How Conversational AI systems understand language
Understanding speech is a nuanced problem for a computer program. The literal interpretation of speech may be different from or influenced by the tone, expression, and subtext.
Voice-activated systems like Alexa and Siri are great for instruction but having sustained dialogue seems to be a harder, more human problem to crack. Spoken Dialog Systems (SDS) parse speech to understand the users’ intentions. These systems analyze the semantic concepts involved in speech — ideas that give a phrase or sentence its general meaning.
Semantic concepts in human conversations may have subsemantic, subversive, and multi-entendred concepts. Humans are sarcastic, referential and often share a mutual understanding of context and subtext. These are complexities for machines to explore and infer.
Unsupervised learning, a subdiscipline of machine learning, is a statistical-computational concept of gathering information, trends, and features from raw, unlabelled data. For example, using natural language processing (NLP) programs and clustering techniques to summarize a corpus of students’ notes from a lecture to identify the main, maximally mutual concepts. This principle is used to extract knowledge from raw speech data.
Systems like Siri have a Spoken Language Understanding (SLU) component to correlate natural speech to its meaning. SDS use this meaning and the structure of the speech to understand users’ utterances. Most systems limit conversations to a few predefined topics though there is a strong initiative to generalize and scale the systems.

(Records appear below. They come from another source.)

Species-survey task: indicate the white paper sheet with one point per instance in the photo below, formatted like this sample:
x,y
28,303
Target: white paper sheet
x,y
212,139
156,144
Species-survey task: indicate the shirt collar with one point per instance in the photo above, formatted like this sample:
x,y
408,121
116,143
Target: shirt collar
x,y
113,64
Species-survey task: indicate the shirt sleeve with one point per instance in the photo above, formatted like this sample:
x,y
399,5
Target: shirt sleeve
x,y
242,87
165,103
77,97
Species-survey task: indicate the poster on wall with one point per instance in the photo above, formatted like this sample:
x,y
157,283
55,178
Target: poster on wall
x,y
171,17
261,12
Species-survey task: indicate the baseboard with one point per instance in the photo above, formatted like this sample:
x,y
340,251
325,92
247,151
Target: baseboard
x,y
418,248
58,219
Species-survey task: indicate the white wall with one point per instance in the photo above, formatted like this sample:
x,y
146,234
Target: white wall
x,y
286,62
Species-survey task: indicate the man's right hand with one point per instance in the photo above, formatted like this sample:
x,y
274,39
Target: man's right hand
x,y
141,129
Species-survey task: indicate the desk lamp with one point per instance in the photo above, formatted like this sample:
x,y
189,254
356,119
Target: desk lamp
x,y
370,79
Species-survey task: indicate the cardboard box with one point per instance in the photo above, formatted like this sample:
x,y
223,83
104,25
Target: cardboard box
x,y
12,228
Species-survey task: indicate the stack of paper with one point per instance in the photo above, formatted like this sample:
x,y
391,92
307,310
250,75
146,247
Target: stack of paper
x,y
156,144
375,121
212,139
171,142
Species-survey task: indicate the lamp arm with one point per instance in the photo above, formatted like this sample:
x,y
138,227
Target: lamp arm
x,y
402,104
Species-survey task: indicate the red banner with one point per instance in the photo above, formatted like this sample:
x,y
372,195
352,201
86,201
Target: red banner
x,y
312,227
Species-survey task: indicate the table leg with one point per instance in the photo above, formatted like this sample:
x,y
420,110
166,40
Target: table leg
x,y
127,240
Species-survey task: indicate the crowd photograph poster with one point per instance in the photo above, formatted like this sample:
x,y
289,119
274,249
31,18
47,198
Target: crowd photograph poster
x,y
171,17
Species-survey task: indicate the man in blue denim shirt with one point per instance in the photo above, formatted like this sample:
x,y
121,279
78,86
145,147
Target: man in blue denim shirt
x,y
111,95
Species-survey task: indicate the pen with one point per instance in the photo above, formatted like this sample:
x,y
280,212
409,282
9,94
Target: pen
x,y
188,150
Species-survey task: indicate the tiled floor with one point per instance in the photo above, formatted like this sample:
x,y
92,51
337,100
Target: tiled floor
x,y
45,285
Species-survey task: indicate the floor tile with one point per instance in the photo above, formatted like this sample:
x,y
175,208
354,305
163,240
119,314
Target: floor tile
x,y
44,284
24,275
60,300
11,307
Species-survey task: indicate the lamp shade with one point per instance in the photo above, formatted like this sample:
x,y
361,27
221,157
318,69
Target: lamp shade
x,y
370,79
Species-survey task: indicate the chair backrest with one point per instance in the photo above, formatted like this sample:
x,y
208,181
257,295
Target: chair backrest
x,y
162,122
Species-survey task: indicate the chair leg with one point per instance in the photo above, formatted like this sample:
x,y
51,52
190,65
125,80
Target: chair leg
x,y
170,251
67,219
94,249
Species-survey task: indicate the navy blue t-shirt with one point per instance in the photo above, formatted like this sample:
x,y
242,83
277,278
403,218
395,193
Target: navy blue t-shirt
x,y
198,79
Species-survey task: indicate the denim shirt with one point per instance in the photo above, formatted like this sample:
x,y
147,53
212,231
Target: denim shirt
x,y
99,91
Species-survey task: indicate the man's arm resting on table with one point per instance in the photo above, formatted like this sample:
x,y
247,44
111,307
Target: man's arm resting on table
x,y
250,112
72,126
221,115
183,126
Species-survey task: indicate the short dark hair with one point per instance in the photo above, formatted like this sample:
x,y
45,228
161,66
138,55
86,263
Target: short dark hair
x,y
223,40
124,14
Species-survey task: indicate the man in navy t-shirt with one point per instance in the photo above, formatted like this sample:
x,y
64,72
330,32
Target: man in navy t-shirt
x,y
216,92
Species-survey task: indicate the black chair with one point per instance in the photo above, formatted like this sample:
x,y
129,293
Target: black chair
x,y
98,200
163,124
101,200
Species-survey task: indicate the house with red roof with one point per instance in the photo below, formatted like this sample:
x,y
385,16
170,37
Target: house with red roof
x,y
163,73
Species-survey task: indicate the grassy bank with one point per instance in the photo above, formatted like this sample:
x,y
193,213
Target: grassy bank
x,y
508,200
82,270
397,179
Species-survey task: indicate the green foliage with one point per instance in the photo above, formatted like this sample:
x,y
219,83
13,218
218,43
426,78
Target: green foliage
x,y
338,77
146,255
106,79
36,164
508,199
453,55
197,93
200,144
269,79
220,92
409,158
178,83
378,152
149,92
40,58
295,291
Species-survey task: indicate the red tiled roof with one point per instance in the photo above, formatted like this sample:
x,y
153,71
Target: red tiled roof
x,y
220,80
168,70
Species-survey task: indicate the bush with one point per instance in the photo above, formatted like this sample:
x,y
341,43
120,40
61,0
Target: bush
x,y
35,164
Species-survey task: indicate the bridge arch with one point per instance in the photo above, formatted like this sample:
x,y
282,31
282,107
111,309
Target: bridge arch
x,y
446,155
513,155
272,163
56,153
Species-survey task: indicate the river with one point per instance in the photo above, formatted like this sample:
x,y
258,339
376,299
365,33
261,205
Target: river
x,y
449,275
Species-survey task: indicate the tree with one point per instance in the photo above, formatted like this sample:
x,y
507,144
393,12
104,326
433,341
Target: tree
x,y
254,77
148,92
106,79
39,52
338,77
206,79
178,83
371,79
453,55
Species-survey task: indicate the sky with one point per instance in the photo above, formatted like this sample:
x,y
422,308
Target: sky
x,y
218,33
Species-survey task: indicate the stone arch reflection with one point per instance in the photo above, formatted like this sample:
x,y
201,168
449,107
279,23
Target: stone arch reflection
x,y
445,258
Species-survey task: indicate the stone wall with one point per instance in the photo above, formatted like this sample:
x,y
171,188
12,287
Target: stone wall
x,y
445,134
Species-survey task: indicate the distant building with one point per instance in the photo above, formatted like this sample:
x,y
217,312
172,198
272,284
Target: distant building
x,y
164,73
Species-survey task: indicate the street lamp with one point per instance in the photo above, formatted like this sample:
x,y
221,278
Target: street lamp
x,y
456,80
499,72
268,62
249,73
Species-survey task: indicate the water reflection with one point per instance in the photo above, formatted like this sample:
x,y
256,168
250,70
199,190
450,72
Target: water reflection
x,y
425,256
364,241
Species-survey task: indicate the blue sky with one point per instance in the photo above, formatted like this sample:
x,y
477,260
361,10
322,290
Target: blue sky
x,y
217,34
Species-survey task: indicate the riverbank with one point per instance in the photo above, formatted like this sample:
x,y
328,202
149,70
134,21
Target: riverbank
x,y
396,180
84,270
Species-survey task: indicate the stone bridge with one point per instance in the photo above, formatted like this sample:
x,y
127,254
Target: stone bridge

The system proposed by Chen aims to understand intents using knowledge acquisition models and Matrix Factorization. These models identify the explicit and latent features. For instance, in the query, “I would like a cheap restaurant”, the explicit features are ‘cheap’ and ‘restaurant’. The semantic concept induction correlates the words to underlying concepts or slots. So, ‘cheap’ is a measure of ‘expensiveness’, and a ‘restaurant’ is a ‘target’ location.
The concept relational model correlates underlying concepts and assigns probabilities to semantic influences of words that may not be present in the user’s query. Though ‘food’ isn’t explicitly mentioned in the utterance, the model learns that ‘food’ is associated with ‘restaurant’ with a 0.85 probability, as you can see in the bottom right of the above image. The system, hence, creates a matrix of probability values of occurrences of concepts in sentences. Each row is an uttered sentence or phrase, and each column is a probability of a concept to shape the meaning of the sentence.
A pre-trained semantic parsing system is used that can automatically extract a graph of inter-dependent concepts from an utterance like in the image above. A word-based lexical knowledge graph, conceptually exemplified in the image below, is used in conjunction to capture the ontological structure of the content. These are immediately generated when the utterance is perceived.
The aforementioned probability matrix is compounded by the matrices representing the two knowledge graphs, visualized above, to form the final matrix. Matrix factorization can be used to extract latent features from this matrix. This linear algebraic technique is used because it is useful to model noisy data, hidden information, and observational dependencies.
The goal of factorization is to use the existing knowledge, captured in matrices, and its factors, to infer if a particular concept is present in an utterance. This lets the SDS understand the context and hidden meanings. It also helps address ambiguities since the system has an ontological, relational, and structural understanding of a word in a sentence.
In addition to predicting semantic concepts, this system can also understand if a query is domain-specific. Adding more domain knowledge can further the specification. Incorporating additional data, such as from Google’s knowledge graph, can help in generalization, and scalability.
This article is a summary of this paper. I look forward to emotionally intelligent conversational AI systems.